Diniz ainda revelou que a partida que resultou em sua demissão foi exatamente no jogo em que sentiu que o time poderia buscar uma recuperação na competição nacional. De acordo com o técnico, ele deveria ter ficado no cargo e justificou que conseguiu identificar os erros cometidos pelo time. Ele foi substituído por Hernán Crespo na temporada seguinte.

Diniz foi demitido do comando do São Paulo no início de 2021
Diniz foi demitido do comando do São Paulo no início de 2021 (Crédito: GettyImages)

 

“O momento que eu senti que o São Paulo podia voltar foi no meu último jogo. Sou muita intuição. Aqui acho que dá para colocar as coisas no lugar, mas foi exatamente o jogo em que fui demitido. Nós estamos errando nisso, nisso, então temos que trabalhar na relação com os jogadores para reconstruir, para fecharmos e seguir. Eu acho que deveria ter ficado”, disse.

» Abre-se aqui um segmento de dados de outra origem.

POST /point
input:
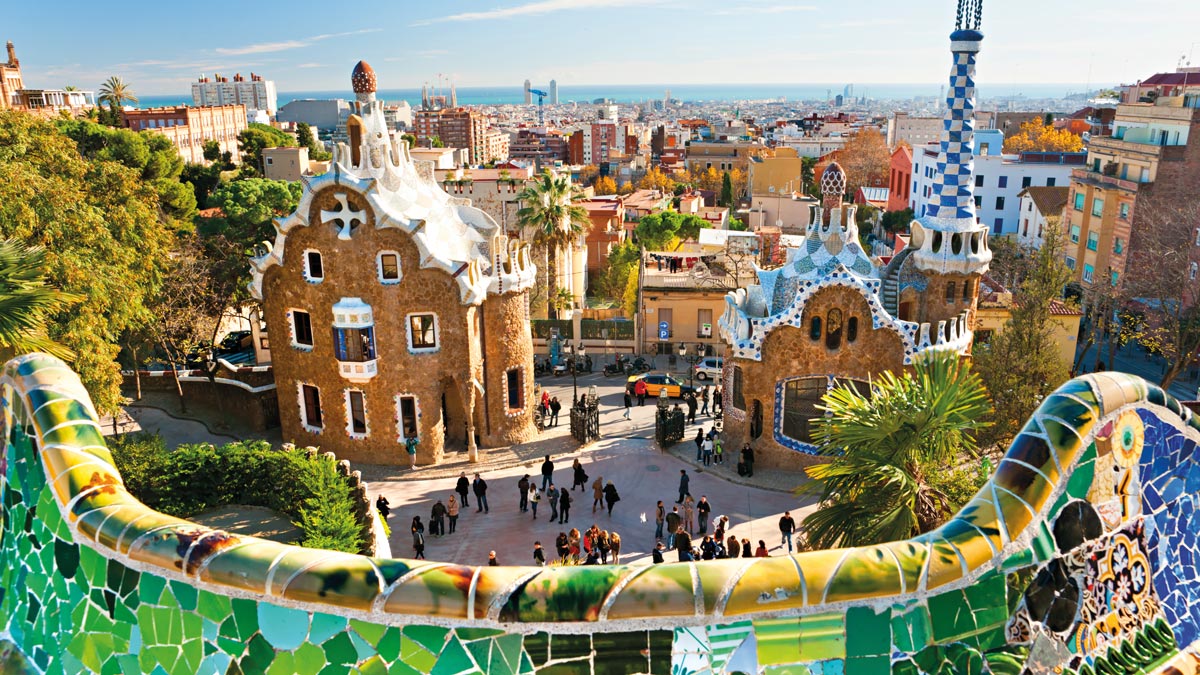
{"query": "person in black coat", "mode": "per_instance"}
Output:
(462, 488)
(611, 496)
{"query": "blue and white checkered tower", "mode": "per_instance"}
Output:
(947, 238)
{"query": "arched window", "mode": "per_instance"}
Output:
(833, 329)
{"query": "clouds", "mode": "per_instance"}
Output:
(269, 47)
(540, 7)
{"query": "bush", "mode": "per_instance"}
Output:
(195, 478)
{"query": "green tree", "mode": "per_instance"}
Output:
(115, 93)
(1021, 365)
(105, 233)
(726, 190)
(27, 302)
(885, 446)
(552, 215)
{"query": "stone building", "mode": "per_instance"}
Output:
(833, 315)
(397, 310)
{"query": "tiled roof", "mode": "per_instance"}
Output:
(1049, 201)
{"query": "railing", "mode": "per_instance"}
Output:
(593, 329)
(543, 328)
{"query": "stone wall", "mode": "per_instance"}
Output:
(791, 352)
(351, 272)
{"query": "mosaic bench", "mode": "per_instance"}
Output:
(1079, 557)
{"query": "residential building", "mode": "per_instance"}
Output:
(996, 309)
(912, 130)
(41, 101)
(721, 156)
(189, 127)
(256, 94)
(399, 312)
(318, 113)
(999, 179)
(769, 173)
(1041, 210)
(1153, 153)
(900, 179)
(832, 315)
(291, 163)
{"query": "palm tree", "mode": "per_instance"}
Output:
(885, 444)
(551, 213)
(25, 300)
(115, 91)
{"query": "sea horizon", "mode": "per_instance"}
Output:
(685, 93)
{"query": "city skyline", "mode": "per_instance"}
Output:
(817, 45)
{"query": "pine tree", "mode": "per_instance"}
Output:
(1020, 366)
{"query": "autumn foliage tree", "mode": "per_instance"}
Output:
(1038, 137)
(867, 160)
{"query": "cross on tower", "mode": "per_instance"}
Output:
(345, 215)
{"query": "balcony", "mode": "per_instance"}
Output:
(1098, 179)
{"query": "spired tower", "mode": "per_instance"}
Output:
(949, 245)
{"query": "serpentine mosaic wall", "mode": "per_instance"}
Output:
(1077, 559)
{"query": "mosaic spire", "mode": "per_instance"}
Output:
(954, 189)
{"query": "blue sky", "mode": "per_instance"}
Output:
(304, 45)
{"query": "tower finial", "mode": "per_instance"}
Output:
(970, 16)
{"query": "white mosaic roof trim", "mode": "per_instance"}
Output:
(745, 334)
(449, 233)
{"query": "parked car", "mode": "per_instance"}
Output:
(657, 382)
(709, 369)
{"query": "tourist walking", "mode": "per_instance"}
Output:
(673, 520)
(611, 496)
(534, 497)
(580, 476)
(523, 490)
(562, 544)
(480, 488)
(786, 527)
(453, 513)
(748, 459)
(564, 505)
(702, 514)
(683, 544)
(418, 538)
(552, 499)
(683, 485)
(597, 494)
(462, 488)
(437, 519)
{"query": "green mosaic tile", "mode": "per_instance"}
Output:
(389, 644)
(340, 649)
(868, 633)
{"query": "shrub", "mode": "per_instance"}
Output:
(195, 478)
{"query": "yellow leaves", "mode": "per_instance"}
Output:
(1038, 137)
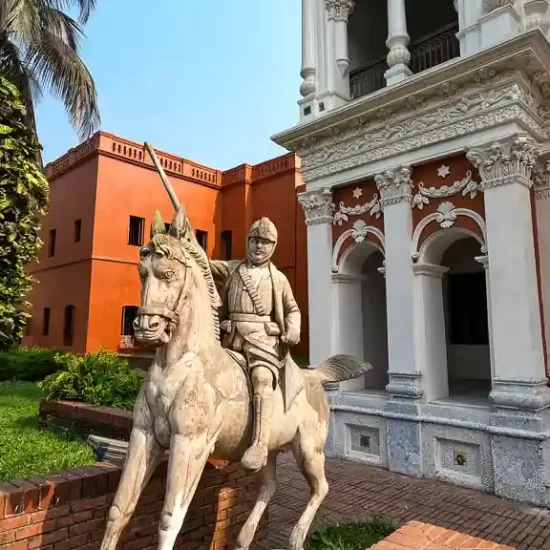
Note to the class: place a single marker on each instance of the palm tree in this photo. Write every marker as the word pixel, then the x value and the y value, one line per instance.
pixel 39 50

‘Foram seis jogos em janeiro. Nós empatamos dois e perdemos quatro. Aproveitamento de pouco mais de 10%. Tiveram jogos que jogamos muito bem e perdemos. Coritiba foi um, Santos foi outro, mas era aquele momento que mesmo jogando bem, perdia. E tomamos uma goleada do Inter que machucou para caramba”, acrescentou.

Depois de liderar a tabela de classificação com certa vantagem para o vice-líder no nacional, o Tricolor encerrou a edição de 2020 do Campeonato Brasileiro, que foi vencida pelo Flamengo, na quarta colocação e com 66 pontos somados. O Tricolor fez uma campanha de 18 vitórias, 12 derrotas e oito empates.

“A gente tinha trazido o time até ali, e o time já estava classificado na Pré-Libertadores, então eu já sabia lidar com aqueles cara que tiveram momentos difíceis juntos. Pô, vamos aceitar e vamos juntos, porque eu apostaria, por mais difícil que fosse. Estava na pressão, o time grande é pressão o tempo todo, tinha uma pressão adicional pelo tempo todo que estava sem ganhar. Mas eles resolveram mudar, não é uma crítica à diretoria que entrou, não é isso, é a mudança”, completou.